A segunda é em relação à mudança do eixo das divindades femininas para os masculinas. Ainda assim, registros históricos como o texto De Bello Gallico, escrito pelo imperador romano Júlio César (100 a.C. – 44 a.C.) para relatar as Guerras da Gália (58 a.C. a 52 a.C.), sugerem de que essa passagem teve um trânsito inicial que primou pela fusão de cultos ou doutrinas religiosas de visões do mundo distintas:

Quando chegou à Índia, no quarto século a.C., Alexandre Magno e seus jovens oficiais identificaram ali os mesmos deuses que eles próprios adoravam. E estabeleceram correlações. Khrisna passou a identificar-se com Herácles, Indra com Zeus e assim por diante. Quando, três séculos mais tarde, César chegou à Gália (...) a religião celta é descrita por ele segundo a terminologia dos deuses romanos – Apolo, Mercúrio etc. De modo que nem sempre ficamos sabendo a que deuses ele se refere. É o sincretismo” (CAMPBELL, 1997, p. 23).

Contudo, com os indo-europeus e, da mesma época, os povos vindos do deserto sírio-arábico como os semitas, as mais importantes divindades dos guerreiros são masculinas “tonitruantes, como Iavé e Zeus” (CAMPBELL, 1997, p. 72). A emergência das mitologias dos povos do deserto, como mais tarde o filósofo japonês Tetsuru Watsuji vai aprofundar tão bem (WATSUJI, 2006), muda radicalmente o cenário das divindades de cosmovisão universal para tribal.
Chegando, porém, às tribos semitas, não é possível dizer: “Aquele a quem chamais Ezra nós chamamos Javé.” Tentem fazê-lo e vejam o que acontece. Temos aqui um exclusivismo e um tribalismo que persistem no judaísmo até hoje. Não bastasse isso, Iavé é o Deus único, enquanto os outros são demônios. Não existe Deus em toda a Terra, a não ser em Israel. Tal é a religião que herdamos em nossa tradição ocidental.  (CAMPBELL, 1997, p. 73).

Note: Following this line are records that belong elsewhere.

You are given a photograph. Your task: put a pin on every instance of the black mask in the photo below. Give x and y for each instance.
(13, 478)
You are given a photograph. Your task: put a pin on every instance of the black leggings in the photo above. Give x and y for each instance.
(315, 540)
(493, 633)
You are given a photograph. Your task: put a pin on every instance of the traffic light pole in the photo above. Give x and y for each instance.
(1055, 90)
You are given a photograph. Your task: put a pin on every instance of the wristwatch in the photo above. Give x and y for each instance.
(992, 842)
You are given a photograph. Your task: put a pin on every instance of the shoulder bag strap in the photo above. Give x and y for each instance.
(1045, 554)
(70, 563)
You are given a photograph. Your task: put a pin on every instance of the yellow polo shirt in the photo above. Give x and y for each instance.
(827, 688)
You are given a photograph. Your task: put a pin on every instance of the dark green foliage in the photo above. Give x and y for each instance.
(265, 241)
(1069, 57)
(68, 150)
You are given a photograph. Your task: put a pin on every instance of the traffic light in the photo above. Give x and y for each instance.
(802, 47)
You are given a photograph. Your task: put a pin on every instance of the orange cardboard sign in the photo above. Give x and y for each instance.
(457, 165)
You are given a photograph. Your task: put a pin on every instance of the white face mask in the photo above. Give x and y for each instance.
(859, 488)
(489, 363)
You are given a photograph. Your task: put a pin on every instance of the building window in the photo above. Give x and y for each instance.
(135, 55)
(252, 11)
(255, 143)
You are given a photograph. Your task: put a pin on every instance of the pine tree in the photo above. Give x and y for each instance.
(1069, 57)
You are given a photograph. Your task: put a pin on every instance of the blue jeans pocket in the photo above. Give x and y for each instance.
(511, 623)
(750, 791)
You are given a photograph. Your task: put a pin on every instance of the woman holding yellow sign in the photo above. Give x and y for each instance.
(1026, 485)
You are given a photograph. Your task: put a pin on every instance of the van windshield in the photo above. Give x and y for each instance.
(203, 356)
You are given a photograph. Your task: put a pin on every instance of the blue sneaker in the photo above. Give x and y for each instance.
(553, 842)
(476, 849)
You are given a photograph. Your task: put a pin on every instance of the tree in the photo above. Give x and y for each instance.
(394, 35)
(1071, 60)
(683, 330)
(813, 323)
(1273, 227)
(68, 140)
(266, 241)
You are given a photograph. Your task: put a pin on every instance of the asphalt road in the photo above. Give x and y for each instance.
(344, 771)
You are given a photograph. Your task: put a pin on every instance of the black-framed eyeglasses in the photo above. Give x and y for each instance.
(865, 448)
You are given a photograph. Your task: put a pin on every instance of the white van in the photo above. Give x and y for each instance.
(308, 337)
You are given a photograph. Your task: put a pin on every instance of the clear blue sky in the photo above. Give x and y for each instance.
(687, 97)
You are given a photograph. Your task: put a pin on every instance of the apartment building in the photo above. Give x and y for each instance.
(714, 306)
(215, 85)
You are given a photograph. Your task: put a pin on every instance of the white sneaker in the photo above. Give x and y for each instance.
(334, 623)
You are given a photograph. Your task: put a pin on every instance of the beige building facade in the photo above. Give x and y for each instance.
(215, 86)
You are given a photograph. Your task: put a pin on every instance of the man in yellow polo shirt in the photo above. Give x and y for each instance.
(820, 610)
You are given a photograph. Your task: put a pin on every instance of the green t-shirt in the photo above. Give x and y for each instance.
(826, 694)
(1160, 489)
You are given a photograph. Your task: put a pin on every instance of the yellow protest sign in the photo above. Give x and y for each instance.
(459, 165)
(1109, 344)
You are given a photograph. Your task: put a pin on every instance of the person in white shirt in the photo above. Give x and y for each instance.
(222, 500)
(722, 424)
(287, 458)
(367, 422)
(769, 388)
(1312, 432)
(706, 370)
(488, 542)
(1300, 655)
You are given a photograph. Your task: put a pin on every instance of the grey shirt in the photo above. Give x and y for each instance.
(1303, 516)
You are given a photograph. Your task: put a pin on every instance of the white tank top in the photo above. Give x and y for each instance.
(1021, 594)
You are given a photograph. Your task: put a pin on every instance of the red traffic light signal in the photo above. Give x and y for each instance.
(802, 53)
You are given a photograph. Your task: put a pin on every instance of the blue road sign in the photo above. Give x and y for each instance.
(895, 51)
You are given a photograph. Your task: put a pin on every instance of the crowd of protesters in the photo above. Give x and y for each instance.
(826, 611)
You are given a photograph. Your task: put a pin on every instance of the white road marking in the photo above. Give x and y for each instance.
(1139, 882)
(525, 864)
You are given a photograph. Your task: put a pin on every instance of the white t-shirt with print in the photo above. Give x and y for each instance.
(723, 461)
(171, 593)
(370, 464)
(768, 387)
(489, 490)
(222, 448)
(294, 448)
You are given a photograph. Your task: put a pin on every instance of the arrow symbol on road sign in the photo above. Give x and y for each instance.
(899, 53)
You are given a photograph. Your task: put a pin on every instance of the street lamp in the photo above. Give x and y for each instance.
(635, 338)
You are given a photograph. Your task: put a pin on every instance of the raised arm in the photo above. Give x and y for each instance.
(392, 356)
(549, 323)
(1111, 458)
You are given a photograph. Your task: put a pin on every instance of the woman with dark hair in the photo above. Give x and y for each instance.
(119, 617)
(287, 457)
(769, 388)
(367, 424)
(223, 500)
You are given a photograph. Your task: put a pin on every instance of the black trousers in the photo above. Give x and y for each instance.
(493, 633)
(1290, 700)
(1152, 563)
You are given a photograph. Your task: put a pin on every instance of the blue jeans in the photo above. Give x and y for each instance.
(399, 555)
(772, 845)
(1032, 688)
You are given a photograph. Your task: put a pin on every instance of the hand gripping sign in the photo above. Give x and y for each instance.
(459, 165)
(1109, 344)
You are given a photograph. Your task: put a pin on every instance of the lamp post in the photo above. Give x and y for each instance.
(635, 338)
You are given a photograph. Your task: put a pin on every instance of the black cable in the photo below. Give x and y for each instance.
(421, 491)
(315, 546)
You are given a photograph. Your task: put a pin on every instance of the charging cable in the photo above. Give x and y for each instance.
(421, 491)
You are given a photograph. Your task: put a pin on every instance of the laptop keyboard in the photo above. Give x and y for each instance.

A este pensamento se adiciona o basilar campbelliano, de que as três religiões monoteístas, Judaísmo, Cristianismo e Islamismo, possuem um Deus com as mesmas características e ainda assim seguem em conflito entre si. Como Campbell dizia, Deus não é um, Deus não é muitos, pois a noção de divindade transcende estas categorias.
Para finalizar, registramos a noção de Deus campbelliana. “Deus é simplesmente a nossa noção de algo que simboliza a transcendência e o mistério” (CAMPBELL, 1997, p. 21). Aliás, Campbell não via conflito entre o misticismo e a ciência. Mas sim entre a ciência do ano 2.000 a.C. e a contemporânea. “E o que nos perturba é o fato de termos um texto sagrado que foi composto em outro lugar, por outro povo, há muito tempo, e que não tem nada a ver com a experiência de nossas vidas. Há, pois, um distanciamento fundamental” (CAMPBELL, 1997, p. 49).
Para o mitólogo, esta é a diferença entre algo considerado “petrificado, exaurido, morto, não mais atuante, e a mitologia vista como algo atuante”. “Quando a mitologia está viva, é desnecessário dizer o que ela significa. É como olhar para um quadro que nos diz realmente alguma coisa. (...). O mito deve funcionar como uma pintura. Pode-se explicá-lo se realmente já o experimentamos, interpretamos, ampliamos e assim por diante; mas é preciso que ele atue”  (CAMPBELL, 1997, p. 49).

Até o próximo encontro!

Monica Martinez

Coordenadora para a América do Sul 
da Joseph Campbell Foundation Mythological RoundTable® Program
Diretora da JCF Mythological RoundTable® Group of Granja Viana, Brazil*




Bibliografia
CAMPBELL, J. As transformações do mito através do tempo. 10. ed. São Paulo: Cultrix, 1997.
WATSUJI, T. Antropología del paisaje: climas, culturas y religiones. Salamanca: Ediciones Sígueme, 2006.